Although the Stuart kings of England did not hate the Roman Catholic Church, most of their subjects did, causing Catholics to be harassed and persecuted in England throughout the seventeenth century. Driven by “the sacred duty of finding a refuge for his Roman Catholic brethren,” George Calvert (1580-1632) obtained a charter from Charles I in 1632 for the territory between Pennsylvania and Virginia. This Maryland charter offered no guidelines on religion, although it was assumed that Catholics would not be molested in the new colony. In 1634 two ships, the Ark and the Dove, brought the first settlers to Maryland. Aboard were approximately two hundred people. Among the passengers were two Catholic priests who had been forced to board surreptitiously to escape the reach of English anti-Catholic laws. Upon landing in Maryland the Catholics, led spiritually by the Jesuits, were transported by a profound reverence, similar to that experienced by John Winthrop and the Puritans when they set foot in New England. Catholic fortunes fluctuated in Maryland during the rest of the seventeenth century, as they became an increasingly smaller minority of the population. After the Glorious Revolution of 1689 in England, the Church of England was legally established in the colony and English penal laws, which deprived Catholics of the right to vote, hold office, or worship publicly, were enforced. Until the American Revolution, Catholics in Maryland were dissenters in their own country, living at times under a state of siege, but keeping loyal to their convictions, a faithful remnant, awaiting better times.

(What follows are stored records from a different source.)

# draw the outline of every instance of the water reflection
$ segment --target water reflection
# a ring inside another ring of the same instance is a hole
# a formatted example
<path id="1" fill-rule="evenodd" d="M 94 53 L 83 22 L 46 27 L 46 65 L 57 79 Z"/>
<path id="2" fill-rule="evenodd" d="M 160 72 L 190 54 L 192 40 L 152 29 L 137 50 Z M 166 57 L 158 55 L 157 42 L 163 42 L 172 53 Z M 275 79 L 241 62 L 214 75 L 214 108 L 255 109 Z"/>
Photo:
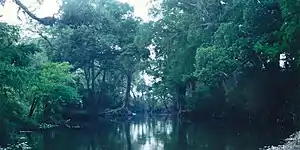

Virginia was settled by businessmen–operating through a joint-stock company, the Virginia Company of London–who wanted to get rich. They also wanted the Church to flourish in their colony and kept it well supplied with ministers. Some early governors sent by the Virginia Company acted in the spirit of crusaders. Sir Thomas Dale (d. 1619) considered himself engaged in “religious warfare” and expected no reward “but from him on whose vineyard I labor whose church with greedy appetite I desire to erect.” During Dale’s tenure, religion was spread at the point of the sword. Everyone was required to attend church and be catechized by a minister. Those who refused could be executed or sent to the galleys. When a popular assembly, the House of Burgesses, was established in 1619, it enacted religious laws that “were a match for anything to be found in the Puritan societies.” Unlike the colonies to the north, where the Church of England was regarded with suspicion throughout the colonial period, Virginia was a bastion of Anglicanism. Her House of Burgesses passed a law in 1632 requiring that there be a “uniformitie throughout this colony both in substance and circumstance to the cannons and constitution of the Church of England.” The church in Virginia faced problems unlike those confronted in other colonies–such as enormous parishes, some sixty miles long, and the inability to ordain ministers locally–but it continued to command the loyalty and affection of the colonists. In 1656, a prospective minister was advised that he “would find an assisting, an embracing, a comforting people” in the colony. At the end of the seventeenth century the church in Virginia, according to a recent authority, was prospering; it was “active and growing” and was “well attended by the young and old alike.”